Another influence is called the study effect. Individuals in scientific studies (or under the care of a physician generally) often feel motivated to take better care of themselves overall. If you have diabetes, for example, and you enroll in a study of a new diabetes treatment, you may subconsciously begin to take your insulin shots more religiously, control your diet more enthusiastically, and make sure that you don't miss any doctors' appointments. The net result may be an improvement in symptoms that has nothing to do with a specific therapy under study.
Finally, participants with bad results may drop out of a study (or stop coming to a physician), while those with good results remain. This will tend to bias the apparent outcome toward more positive results.
All of these factors combine to make it immensely tricky to informally discover whether a treatment is effective. Neither a physician's clinical experience nor a patient's personal experience is particularly trustworthy. By the 1960s, researchers had begun to settle on an effective solution to this problem.
Medical researchers now agree that a treatment cannot really be said to be proven effective unless it has been examined in properly designed and sufficiently large double-blind studies.
In such experiments, half the participants are randomly assigned to receive the "real thing"—the treatment being tested. The other half receives a fake treatment designed to appear as much as possible like the real thing (the placebo control). Both participants and researchers are kept in the dark regarding which is which. Hence, they are both "blind"—resulting in the term “double-blind.”
If performed correctly, a double-blind study can eliminate all the confounding effects described above. If the people in the real treatment group fare significantly better than those in the placebo group, it is a strong indication that the treatment really works on its own merits.
However, conducting a proper double-blind, placebo-controlled study isn't easy.
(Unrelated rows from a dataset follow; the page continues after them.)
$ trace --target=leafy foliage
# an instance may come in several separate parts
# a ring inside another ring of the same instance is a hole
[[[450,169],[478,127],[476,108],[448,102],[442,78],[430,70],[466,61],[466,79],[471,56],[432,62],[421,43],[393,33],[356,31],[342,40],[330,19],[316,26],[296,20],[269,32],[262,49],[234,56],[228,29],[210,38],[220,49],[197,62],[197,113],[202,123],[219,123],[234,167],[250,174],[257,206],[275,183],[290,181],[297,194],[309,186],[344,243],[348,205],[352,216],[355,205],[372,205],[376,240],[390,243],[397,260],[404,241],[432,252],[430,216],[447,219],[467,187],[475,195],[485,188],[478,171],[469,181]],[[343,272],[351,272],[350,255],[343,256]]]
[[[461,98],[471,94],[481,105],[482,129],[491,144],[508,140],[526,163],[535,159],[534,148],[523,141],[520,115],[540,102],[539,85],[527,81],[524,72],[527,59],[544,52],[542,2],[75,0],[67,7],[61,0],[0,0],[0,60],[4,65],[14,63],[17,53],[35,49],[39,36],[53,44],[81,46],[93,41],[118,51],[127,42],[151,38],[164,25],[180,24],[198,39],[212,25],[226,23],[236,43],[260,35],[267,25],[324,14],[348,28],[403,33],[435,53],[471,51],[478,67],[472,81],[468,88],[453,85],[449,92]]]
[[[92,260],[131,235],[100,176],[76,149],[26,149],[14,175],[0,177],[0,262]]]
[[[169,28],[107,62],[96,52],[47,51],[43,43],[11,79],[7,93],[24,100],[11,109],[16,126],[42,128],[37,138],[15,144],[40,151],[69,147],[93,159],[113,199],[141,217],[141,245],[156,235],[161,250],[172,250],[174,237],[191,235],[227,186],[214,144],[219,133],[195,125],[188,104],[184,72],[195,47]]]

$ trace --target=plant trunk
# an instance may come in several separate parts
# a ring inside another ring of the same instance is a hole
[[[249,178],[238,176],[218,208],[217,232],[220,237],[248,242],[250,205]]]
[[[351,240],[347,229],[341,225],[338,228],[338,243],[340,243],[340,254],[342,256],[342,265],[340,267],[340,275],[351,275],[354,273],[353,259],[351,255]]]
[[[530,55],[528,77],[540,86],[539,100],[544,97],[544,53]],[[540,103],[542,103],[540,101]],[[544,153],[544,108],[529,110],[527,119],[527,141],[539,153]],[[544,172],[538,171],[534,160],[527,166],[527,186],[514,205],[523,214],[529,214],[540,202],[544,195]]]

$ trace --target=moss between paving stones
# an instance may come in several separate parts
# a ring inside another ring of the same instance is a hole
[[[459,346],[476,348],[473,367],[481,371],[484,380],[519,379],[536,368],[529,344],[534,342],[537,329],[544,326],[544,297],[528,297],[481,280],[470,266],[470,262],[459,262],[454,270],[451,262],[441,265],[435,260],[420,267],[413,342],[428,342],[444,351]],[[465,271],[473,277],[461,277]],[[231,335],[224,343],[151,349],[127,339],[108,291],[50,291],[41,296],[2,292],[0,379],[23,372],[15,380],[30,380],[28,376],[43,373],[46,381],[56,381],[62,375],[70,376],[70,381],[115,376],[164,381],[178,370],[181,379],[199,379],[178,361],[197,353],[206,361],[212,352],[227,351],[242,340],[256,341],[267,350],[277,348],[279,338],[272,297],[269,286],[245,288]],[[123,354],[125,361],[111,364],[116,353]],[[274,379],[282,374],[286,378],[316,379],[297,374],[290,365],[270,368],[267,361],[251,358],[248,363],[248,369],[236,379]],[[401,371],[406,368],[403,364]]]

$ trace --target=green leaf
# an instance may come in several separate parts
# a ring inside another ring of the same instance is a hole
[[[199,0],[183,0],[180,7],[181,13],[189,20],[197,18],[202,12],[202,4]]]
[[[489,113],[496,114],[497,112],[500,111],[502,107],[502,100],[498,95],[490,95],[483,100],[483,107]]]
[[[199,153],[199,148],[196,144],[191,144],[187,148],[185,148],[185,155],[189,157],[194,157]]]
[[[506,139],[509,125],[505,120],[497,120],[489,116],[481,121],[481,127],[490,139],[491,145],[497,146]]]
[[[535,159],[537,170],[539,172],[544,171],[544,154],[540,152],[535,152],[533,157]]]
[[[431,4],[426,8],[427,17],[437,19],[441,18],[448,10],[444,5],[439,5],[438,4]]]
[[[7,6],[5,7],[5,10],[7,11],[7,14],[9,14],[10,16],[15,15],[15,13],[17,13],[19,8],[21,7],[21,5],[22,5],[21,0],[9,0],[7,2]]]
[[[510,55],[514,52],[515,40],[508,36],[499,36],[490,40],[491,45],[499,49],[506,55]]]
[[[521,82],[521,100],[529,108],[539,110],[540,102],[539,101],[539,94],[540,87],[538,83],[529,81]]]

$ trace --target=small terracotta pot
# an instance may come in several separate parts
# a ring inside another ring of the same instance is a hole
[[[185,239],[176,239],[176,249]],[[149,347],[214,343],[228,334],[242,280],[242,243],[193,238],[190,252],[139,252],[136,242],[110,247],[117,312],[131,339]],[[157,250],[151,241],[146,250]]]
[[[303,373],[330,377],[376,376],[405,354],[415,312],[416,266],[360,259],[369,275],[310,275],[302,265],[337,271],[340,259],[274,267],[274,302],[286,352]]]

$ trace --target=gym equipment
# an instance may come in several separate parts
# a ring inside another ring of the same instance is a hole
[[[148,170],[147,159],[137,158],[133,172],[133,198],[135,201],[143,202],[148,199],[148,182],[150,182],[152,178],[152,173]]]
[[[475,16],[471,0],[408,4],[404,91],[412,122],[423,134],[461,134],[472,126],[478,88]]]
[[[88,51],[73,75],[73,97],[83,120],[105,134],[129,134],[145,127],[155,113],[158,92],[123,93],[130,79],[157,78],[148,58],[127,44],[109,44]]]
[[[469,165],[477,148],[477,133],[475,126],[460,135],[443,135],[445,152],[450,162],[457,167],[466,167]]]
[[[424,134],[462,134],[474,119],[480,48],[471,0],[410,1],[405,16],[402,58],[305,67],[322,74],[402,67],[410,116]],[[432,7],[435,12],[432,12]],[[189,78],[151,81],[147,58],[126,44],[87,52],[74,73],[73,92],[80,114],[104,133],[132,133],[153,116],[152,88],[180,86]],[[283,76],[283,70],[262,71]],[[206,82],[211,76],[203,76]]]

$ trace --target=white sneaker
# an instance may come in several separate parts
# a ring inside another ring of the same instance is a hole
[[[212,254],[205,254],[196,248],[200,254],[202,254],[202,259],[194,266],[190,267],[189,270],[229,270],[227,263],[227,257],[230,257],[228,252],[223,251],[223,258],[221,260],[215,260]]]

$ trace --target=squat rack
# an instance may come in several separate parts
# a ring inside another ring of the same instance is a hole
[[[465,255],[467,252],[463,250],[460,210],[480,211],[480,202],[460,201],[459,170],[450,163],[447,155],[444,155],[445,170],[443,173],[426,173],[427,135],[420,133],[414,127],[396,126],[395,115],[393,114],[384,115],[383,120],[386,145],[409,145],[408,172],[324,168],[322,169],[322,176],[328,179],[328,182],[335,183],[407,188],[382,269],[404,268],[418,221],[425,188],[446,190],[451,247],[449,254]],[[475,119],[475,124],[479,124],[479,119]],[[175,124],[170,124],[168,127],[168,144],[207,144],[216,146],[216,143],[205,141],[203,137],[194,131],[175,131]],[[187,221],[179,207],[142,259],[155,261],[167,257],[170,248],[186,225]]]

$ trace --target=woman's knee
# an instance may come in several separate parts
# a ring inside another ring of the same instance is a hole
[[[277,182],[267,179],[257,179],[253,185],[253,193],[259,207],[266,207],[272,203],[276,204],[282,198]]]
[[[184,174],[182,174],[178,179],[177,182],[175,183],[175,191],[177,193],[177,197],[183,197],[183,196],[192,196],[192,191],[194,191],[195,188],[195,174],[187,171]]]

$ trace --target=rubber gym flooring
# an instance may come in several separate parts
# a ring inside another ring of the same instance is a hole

One problem is that participants may be able to discern whether they are getting a real treatment or placebo. For example, the smell and taste of a liquid preparation of some herbs is distinctive. Creating a substance that looks and tastes similar but lacks any active ingredients is difficult. This means that it's possible for those in the treatment group to know they are taking the real thing and for those in the control group to know they are taking placebo. Technically, this is described as "breaking the blind," and it can invalidate the results of a study. Similar difficulties occur in studies of conventional medications. If a treatment causes side effects, participants and physicians may be able to tell whether they are part of the treated group rather than the untreated (placebo) group. A top quality study will report on the success researchers had in efforts to keep the participants "blind." Surprisingly, many studies of medications reported in prestigious medical journals fail to do so.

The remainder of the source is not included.